Implementing a Custom String Tokenizer in JavaScript
Implementing a custom string tokenizer in JavaScript involves creating a function that splits a string into tokens based on specific rules. Tokenizers are often used in compilers, interpreters, and text processing tools. In this episode, we'll create a custom string tokenizer that can handle different delimiters and quotes.
What is a String Tokenizer?
A string tokenizer is a tool that splits a string into a sequence of tokens. Tokens are meaningful elements like words, numbers, or symbols, separated by delimiters such as spaces, commas, or custom characters.
Real Interview Insights
Interviewers might ask you to:
- Implement a custom string tokenizer.
- Handle various delimiters, including spaces, commas, and custom characters.

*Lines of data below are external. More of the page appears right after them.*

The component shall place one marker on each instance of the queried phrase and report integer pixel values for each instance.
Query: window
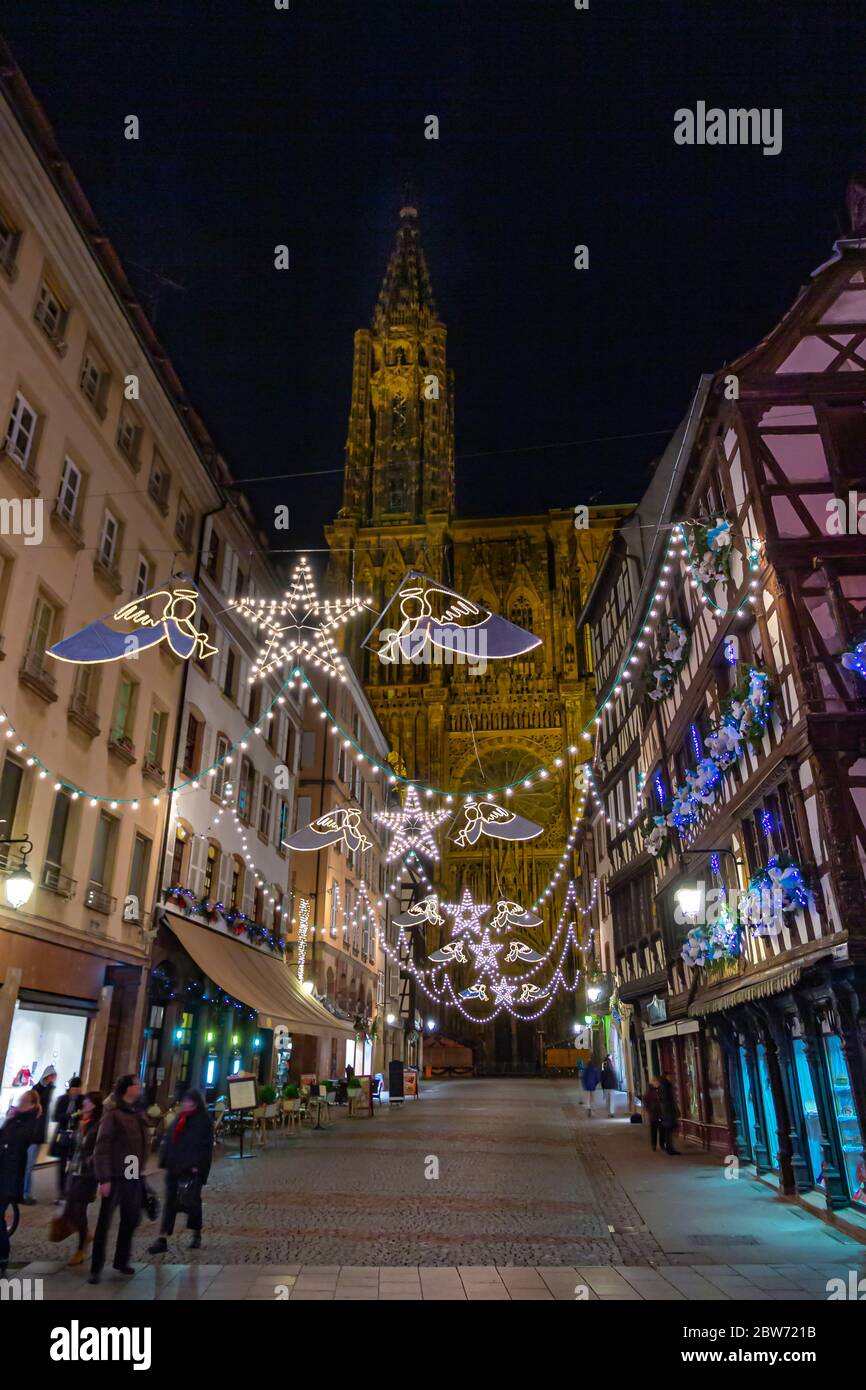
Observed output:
(21, 434)
(50, 313)
(68, 492)
(93, 380)
(282, 824)
(218, 779)
(211, 562)
(334, 905)
(195, 727)
(211, 872)
(10, 791)
(182, 526)
(237, 894)
(177, 858)
(57, 833)
(10, 236)
(128, 437)
(266, 809)
(143, 576)
(124, 710)
(42, 627)
(139, 866)
(231, 673)
(109, 541)
(156, 737)
(246, 791)
(159, 483)
(103, 851)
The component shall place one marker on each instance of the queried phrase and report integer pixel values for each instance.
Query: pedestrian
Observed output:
(45, 1089)
(652, 1105)
(118, 1164)
(81, 1179)
(15, 1140)
(609, 1083)
(66, 1118)
(185, 1154)
(590, 1083)
(669, 1114)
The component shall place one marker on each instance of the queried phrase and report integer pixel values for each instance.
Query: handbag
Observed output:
(188, 1191)
(150, 1201)
(60, 1228)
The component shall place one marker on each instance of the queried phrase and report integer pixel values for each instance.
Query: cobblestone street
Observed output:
(531, 1200)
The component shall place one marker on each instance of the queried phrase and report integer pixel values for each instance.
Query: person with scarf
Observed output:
(81, 1179)
(15, 1140)
(185, 1154)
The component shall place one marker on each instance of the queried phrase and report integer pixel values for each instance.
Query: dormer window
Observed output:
(52, 314)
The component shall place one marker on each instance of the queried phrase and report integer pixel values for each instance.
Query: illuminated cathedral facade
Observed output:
(467, 726)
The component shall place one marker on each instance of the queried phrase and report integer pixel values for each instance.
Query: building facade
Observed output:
(341, 893)
(730, 829)
(104, 476)
(463, 726)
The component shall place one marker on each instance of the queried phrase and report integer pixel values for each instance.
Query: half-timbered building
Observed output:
(733, 911)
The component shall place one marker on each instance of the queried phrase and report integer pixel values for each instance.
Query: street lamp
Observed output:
(20, 886)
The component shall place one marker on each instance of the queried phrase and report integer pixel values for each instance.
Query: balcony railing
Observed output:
(99, 901)
(57, 881)
(34, 674)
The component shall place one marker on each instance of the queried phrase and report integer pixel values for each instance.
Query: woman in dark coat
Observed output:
(15, 1139)
(185, 1154)
(81, 1179)
(66, 1118)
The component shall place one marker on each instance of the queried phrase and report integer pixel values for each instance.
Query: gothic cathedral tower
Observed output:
(459, 727)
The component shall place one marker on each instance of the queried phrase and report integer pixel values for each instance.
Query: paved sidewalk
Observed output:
(474, 1283)
(531, 1201)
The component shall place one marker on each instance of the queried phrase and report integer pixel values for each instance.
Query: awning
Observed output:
(741, 990)
(260, 980)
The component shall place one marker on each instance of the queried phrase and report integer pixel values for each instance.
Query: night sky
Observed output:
(262, 127)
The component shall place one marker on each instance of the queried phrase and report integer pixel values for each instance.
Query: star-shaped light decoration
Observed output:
(485, 952)
(413, 827)
(503, 991)
(466, 913)
(299, 626)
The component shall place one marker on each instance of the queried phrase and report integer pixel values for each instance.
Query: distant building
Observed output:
(459, 724)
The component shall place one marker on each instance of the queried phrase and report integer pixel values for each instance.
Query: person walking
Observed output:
(118, 1165)
(45, 1090)
(609, 1083)
(81, 1179)
(15, 1140)
(590, 1083)
(652, 1108)
(66, 1118)
(185, 1154)
(669, 1114)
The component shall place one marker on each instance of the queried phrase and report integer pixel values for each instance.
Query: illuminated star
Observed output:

- Handle quoted strings where delimiters within quotes are ignored.
- Handle escape sequences within quoted strings.
Implementing a Custom String Tokenizer
Here’s an implementation of a custom string tokenizer:
function customTokenizer(str, delimiters = [' ', ',', ';'], quoteChar = '"') {
const tokens = [];
let currentToken = '';
let inQuotes = false;
let escapeNext = false;
for (let i = 0; i < str.length; i++) {
const char = str[i];
if (escapeNext) {
currentToken += char;
escapeNext = false;
} else if (char === '\\') {
escapeNext = true;
} else if (char === quoteChar) {
inQuotes = !inQuotes;
currentToken += char; // Include the quote character in the token
} else if (!inQuotes && delimiters.includes(char)) {
if (currentToken) {
tokens.push(currentToken);
currentToken = '';
}
} else {
currentToken += char;
}
}
if (currentToken) {
tokens.push(currentToken);
}
return tokens;
}
Explanation:
- Delimiter Handling: Use the provided delimiters to split the string into tokens.
- Quote Handling: Use the provided quote character to handle quoted strings.
- Escape Sequences: Handle escape sequences within quoted strings.
- Edge Cases: Handle empty tokens and strings with consecutive delimiters.
Practical Examples
Consider examples with various delimiters and quoted strings:
const input1 = 'Hello, "world", how are you?';
console.log(customTokenizer(input1, [',', ' ']));
// Output: ['Hello', '"world"', 'how', 'are', 'you?']
const input2 = 'name="John Doe", age=30, city="New York"';
console.log(customTokenizer(input2, [',', '=', ' ']));
// Output: ['name', '"John Doe"', 'age', '30', 'city', '"New York"']
const input3 = 'path="C:\\Program Files\\App", version="1.0.0"';
console.log(customTokenizer(input3, [',', '=']));
// Output: ['path', '"C:\\Program Files\\App"', 'version', '"1.0.0"']
Handling Edge Cases
- Consecutive Delimiters: Ensure that consecutive delimiters are handled correctly.
- Empty Tokens: Handle cases where tokens are empty.
- Complex Quotes: Correctly handle quotes and escape sequences.
Enhanced Implementation with Additional Features
function customTokenizer(str, delimiters = [' ', ',', ';'], quoteChar = '"') {
const tokens = [];
let currentToken = '';
let inQuotes = false;
let escapeNext = false;
for (let i = 0; i < str.length; i++) {
const char = str[i];
if (escapeNext) {
currentToken += char;
escapeNext = false;
} else if (char === '\\') {
escapeNext = true;
} else if (char === quoteChar) {
inQuotes = !inQuotes;
currentToken += char; // Include the quote character in the token
} else if (!inQuotes && delimiters.includes(char)) {
if (currentToken || char !== ' ') { // Handle empty tokens, except for spaces
tokens.push(currentToken);
currentToken = '';
}
} else {
currentToken += char;
}
}
if (currentToken) {
tokens.push(currentToken);
}
return tokens;
}
// Example usage with additional edge cases
const input4 = 'name="John Doe" ,,, age=30, city="New York"';
console.log(customTokenizer(input4, [',', '=', ' ']));
// Output: ['name', '"John Doe"', '', '', '', 'age', '30', 'city', '"New York"']
const input5 = 'path="C:\\\\Program Files\\\\App", version="1.0.0"';
console.log(customTokenizer(input5, [',', '=']));
// Output: ['path', '"C:\\\\Program Files\\\\App"', 'version', '"1.0.0"']
Use Cases for Custom String Tokenizer
- Text Processing: Splitting text into words, sentences, or other meaningful elements.
- Parsing Configuration Files: Tokenizing configuration files with various delimiters and quoted strings.
- Command-Line Arguments: Parsing command-line arguments with complex quoting and escaping.